Tudo o que o velho não havia falado nas três horas iniciais da viagem ferroviária, soltava ali e agora, na minha frente e no meu ouvido. Aos poucos fui gostando daquela conversa mole, impregnada de preconceitos e equívocos, só por distração e rolagem do tempo na madrugada. Quando chegamos em nossa conexão na estação central de Colônia, ele não queria de jeito nenhum saltar do trem. Achava que estava indo direto à Dinamarca. Precisei ser duro com ele.
--- "Olha aqui, seu português desmiolado. São quatro horas da manhã e nosso trem para a Dinamarca passa daqui a duas horas. Esse trem em que estamos agora vai para Berlim e chega lá ao amanhecer. Se o senhor permanecer nele, nada lhe garante que vá encontrar outro companheiro de viagem que fale a sua língua. Sua última chance é agora. Siga-me!"
Fizemos um lanche, pago por mim, evidentemente. Não tinha dinheiro nem para um cafezinho. Eu gostaria de ter tomado um litro da monumental cerveja de Colônia, mas, em respeito às suas convicções religiosas, evitei a bebida, ato do qual muito me arrependi, pois não tive outra oportunidade para sorver o precioso líquido. Muito depois percebi que a Heineken dinamarquesa não é a mesma coisa.
Contou-me que muito cedo, ainda mocinho deixou sua aldeia e emigrou para o Brasil. Desembarcou no Rio de Janeiro e a vida foi lhe mostrando os interiores, até que se fixou em Vitória da Conquista, onde se converteu à fé batista, a igreja norte americana derivada do anglicanismo. Casou-se, teve seis filhos que o ajudaram no pequeno negócio de secos e molhados, até que, cinquenta anos depois, lhe faltou a esposa mulata e baiana que tanto gosto e prazer lhe dera pela vida afora. Sentiu que tinha chegado o momento de retornar ao lar da infância. Portugal já não era a mesma coisa. Seus irmãos estranharam muito que não quisesse ir a Fátima rezar pelos anos de afastamento. Sentiram mais ainda quando ele lhes comunicou que tornara-se pastor da Igreja Universal do Reino de Deus. Foi um pandemônio na família, quando resolveu que sua missão seria daqui pra frente converter a Europa.
--- "Que língua o senhor fala quando está em missão?"
---"Ora bolas, a única que sei, o português".

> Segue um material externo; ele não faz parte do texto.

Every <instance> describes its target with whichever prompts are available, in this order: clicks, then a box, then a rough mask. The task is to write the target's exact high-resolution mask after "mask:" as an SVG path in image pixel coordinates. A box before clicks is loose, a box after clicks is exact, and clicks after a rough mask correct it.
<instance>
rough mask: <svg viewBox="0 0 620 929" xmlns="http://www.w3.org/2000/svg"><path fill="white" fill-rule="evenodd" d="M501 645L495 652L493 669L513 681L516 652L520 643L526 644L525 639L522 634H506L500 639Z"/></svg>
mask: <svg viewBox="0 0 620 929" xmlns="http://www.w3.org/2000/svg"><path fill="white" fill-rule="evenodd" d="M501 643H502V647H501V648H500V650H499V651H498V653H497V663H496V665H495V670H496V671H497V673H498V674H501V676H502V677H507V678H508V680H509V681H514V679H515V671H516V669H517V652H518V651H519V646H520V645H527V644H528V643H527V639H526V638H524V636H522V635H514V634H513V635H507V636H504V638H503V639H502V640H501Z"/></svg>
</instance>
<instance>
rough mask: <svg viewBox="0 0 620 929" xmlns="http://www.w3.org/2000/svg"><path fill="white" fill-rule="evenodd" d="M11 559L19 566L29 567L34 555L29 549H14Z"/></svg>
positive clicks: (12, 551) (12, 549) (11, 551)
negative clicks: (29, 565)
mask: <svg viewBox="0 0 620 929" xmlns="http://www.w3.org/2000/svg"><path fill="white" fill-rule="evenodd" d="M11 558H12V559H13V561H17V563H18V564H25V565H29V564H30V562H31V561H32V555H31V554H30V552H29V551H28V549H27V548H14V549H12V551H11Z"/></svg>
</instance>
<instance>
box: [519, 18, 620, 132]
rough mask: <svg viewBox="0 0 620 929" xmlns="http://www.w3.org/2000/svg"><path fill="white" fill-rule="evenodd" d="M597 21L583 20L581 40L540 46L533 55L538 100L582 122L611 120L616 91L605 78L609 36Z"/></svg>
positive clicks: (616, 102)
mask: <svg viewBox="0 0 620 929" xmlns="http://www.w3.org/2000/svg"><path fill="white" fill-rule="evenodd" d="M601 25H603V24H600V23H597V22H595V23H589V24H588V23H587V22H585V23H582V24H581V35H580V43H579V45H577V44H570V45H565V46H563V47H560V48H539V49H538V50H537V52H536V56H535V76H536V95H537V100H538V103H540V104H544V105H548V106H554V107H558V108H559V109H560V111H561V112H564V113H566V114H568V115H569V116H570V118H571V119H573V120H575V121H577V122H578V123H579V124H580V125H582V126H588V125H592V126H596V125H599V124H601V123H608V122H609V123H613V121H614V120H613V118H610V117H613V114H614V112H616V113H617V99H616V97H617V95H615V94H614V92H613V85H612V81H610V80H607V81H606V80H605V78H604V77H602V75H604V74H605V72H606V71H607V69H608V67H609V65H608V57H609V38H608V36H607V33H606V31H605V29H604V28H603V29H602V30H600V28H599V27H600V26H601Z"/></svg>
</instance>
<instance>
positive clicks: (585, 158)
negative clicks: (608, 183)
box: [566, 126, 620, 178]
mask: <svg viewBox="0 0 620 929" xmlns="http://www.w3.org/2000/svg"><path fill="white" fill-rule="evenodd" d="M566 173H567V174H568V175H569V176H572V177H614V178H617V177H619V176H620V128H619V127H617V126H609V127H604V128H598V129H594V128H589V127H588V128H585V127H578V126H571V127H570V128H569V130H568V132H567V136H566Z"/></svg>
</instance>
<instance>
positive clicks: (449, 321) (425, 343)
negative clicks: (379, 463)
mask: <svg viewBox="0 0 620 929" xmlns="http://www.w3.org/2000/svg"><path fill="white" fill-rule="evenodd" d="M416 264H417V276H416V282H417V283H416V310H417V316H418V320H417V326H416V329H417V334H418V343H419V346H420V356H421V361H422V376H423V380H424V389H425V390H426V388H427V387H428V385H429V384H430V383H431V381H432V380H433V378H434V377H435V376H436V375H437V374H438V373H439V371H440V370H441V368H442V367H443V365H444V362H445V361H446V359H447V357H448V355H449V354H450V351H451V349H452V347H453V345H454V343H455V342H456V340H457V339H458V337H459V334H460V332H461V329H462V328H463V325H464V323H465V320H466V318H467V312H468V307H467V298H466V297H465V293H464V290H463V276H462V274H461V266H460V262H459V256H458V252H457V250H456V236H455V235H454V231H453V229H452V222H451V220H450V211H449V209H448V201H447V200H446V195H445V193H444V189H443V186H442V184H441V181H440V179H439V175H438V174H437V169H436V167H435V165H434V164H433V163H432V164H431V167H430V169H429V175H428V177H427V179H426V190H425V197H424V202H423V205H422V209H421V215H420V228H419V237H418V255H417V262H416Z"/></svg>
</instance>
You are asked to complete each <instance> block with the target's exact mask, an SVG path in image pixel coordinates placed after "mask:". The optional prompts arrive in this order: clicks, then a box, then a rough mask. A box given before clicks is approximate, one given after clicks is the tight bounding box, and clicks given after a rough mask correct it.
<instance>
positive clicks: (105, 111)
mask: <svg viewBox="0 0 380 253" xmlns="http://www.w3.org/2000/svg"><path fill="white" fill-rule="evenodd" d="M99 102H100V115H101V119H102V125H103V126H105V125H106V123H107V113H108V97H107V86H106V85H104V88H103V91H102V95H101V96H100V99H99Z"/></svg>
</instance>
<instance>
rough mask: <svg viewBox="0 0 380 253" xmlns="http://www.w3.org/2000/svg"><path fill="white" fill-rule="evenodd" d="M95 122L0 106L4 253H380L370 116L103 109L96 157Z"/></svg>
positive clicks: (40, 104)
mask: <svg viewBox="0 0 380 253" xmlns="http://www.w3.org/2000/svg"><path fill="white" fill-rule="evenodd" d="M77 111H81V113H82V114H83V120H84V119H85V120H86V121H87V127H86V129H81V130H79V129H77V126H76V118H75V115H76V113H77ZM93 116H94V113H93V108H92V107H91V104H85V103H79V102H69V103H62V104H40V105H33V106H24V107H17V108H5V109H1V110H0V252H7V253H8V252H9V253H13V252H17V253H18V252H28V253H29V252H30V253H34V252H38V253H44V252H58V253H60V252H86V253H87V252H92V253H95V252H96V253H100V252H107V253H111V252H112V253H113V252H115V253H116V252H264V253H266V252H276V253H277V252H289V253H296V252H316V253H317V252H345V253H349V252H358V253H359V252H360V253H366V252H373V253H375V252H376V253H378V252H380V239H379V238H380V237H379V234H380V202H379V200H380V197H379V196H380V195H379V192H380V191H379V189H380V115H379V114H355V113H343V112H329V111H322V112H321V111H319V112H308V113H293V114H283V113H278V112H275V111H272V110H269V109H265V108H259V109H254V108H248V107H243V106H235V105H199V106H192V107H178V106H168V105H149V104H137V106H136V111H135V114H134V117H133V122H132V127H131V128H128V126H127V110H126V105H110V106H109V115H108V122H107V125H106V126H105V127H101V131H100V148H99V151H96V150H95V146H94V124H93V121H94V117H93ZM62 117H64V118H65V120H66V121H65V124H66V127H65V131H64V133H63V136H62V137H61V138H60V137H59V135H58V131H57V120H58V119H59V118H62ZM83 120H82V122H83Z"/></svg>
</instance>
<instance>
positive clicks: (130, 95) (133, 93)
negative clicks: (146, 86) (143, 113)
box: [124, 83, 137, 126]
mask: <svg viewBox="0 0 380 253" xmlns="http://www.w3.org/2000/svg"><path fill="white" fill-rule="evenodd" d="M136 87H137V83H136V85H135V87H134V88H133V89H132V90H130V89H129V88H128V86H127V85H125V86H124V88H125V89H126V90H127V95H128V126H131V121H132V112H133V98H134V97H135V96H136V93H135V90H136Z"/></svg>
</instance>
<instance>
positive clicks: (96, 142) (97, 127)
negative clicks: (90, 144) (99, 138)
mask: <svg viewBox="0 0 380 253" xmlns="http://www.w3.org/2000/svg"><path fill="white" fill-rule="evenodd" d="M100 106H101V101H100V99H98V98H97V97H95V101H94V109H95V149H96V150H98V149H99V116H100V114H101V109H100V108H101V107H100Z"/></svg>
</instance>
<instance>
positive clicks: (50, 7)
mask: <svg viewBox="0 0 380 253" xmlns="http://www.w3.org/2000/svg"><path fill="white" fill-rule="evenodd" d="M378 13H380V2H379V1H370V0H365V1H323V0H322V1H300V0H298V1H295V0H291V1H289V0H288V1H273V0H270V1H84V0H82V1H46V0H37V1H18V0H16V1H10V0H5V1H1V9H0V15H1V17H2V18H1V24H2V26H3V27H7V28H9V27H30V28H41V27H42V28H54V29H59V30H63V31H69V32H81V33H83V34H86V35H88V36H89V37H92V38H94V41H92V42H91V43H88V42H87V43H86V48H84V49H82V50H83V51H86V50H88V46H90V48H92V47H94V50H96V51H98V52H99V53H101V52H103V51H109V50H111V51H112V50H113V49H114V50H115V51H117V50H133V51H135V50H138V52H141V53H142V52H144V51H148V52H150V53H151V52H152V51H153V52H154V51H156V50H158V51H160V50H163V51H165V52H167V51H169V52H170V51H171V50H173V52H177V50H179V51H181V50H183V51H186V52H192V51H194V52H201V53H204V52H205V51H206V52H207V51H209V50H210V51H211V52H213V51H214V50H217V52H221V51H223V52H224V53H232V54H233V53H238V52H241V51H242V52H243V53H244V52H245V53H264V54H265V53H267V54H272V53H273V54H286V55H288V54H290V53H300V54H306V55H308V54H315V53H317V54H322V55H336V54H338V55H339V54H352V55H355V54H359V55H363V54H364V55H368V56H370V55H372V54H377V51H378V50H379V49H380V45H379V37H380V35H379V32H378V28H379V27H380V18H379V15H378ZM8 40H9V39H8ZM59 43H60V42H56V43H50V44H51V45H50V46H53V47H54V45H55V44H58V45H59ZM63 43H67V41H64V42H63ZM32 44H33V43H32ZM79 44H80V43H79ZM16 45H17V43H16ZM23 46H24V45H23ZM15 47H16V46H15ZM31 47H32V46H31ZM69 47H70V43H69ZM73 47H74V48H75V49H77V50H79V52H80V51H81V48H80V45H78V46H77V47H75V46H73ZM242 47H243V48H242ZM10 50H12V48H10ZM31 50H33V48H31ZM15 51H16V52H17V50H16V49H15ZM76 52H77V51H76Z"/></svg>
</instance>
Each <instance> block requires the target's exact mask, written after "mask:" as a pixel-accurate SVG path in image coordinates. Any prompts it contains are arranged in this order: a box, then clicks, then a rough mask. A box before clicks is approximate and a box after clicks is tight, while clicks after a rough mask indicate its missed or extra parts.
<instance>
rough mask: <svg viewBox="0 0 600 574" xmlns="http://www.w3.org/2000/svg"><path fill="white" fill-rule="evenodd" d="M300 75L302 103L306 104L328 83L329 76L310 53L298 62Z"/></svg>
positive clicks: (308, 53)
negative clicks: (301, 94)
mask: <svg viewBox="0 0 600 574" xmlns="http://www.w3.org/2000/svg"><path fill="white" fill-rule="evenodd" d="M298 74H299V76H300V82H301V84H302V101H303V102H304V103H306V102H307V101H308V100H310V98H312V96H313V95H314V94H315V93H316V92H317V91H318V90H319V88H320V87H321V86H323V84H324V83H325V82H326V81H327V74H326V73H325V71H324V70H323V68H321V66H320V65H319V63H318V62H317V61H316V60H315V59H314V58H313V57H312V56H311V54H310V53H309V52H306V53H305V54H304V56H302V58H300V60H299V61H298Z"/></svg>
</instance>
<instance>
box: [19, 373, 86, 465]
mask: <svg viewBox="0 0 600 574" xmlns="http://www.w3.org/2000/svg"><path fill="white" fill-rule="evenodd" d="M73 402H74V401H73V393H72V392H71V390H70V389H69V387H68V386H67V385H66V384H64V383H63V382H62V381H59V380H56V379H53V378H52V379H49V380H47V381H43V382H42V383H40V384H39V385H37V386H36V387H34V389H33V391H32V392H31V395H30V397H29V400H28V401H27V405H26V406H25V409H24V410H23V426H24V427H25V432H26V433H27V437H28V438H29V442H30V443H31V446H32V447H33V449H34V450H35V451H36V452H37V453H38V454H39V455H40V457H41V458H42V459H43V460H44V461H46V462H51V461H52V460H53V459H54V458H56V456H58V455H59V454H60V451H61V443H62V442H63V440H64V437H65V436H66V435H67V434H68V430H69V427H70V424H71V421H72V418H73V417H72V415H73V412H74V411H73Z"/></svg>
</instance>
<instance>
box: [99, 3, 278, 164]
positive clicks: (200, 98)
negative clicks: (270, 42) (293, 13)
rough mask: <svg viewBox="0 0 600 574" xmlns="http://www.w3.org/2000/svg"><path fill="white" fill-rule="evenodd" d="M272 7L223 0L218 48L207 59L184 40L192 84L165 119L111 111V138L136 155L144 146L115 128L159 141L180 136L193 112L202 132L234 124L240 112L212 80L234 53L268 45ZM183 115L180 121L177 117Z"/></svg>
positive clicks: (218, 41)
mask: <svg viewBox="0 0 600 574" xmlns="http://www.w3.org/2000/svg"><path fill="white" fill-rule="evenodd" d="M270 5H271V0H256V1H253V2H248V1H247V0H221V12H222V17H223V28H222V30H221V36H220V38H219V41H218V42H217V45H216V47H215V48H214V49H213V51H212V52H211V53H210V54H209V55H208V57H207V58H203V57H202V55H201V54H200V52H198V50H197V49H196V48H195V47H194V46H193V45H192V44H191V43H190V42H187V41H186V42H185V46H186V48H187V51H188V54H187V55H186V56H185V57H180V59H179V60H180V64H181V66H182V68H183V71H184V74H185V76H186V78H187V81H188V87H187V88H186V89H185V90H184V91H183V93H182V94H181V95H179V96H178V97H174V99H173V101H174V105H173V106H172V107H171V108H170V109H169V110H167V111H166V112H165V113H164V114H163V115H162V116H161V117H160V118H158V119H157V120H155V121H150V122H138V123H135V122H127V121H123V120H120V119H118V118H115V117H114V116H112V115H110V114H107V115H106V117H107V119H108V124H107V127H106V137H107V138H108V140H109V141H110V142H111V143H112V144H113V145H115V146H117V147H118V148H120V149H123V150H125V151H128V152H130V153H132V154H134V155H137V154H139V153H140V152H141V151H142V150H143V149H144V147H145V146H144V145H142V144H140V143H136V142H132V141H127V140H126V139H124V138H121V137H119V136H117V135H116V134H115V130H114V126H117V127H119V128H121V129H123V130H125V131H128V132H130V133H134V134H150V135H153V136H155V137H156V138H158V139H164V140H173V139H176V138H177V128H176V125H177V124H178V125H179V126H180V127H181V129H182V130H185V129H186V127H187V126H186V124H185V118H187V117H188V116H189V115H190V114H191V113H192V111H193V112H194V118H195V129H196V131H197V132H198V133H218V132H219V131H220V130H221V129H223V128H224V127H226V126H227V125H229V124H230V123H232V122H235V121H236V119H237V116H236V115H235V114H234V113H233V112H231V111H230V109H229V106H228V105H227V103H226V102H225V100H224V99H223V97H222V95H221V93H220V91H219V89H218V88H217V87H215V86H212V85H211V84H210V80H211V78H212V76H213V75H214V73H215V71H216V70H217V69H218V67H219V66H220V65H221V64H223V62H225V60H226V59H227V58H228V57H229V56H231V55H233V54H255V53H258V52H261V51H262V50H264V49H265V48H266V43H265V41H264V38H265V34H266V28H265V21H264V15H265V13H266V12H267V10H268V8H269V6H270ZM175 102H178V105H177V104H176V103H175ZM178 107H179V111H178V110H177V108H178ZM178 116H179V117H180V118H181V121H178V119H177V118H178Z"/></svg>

---"Haaa, então o senhor tem sempre um tradutor lhe acompanhando. Imagino que na Dinamarca vai estar um patrício seu, que fale dinamarquês."
---"Olha, meu filho, isso eu não sei. Só me preocupo com a mensagem que eu mesmo transmito como se fosse para mim, entende? Tudo baseado na Bíblia Sagrada. Como vão traduzir não é problema meu".
Então, eu me lembrei do filme REDS, 1981, que mostra Leon Trotski fazendo discursos revolucionários nos países muçulmanos da Ásia soviética, pregando a luta de classes, enquanto seus tradutores gritavam slogans religiosos, aos quais a multidão respondia em fervorosas preces islâmicas.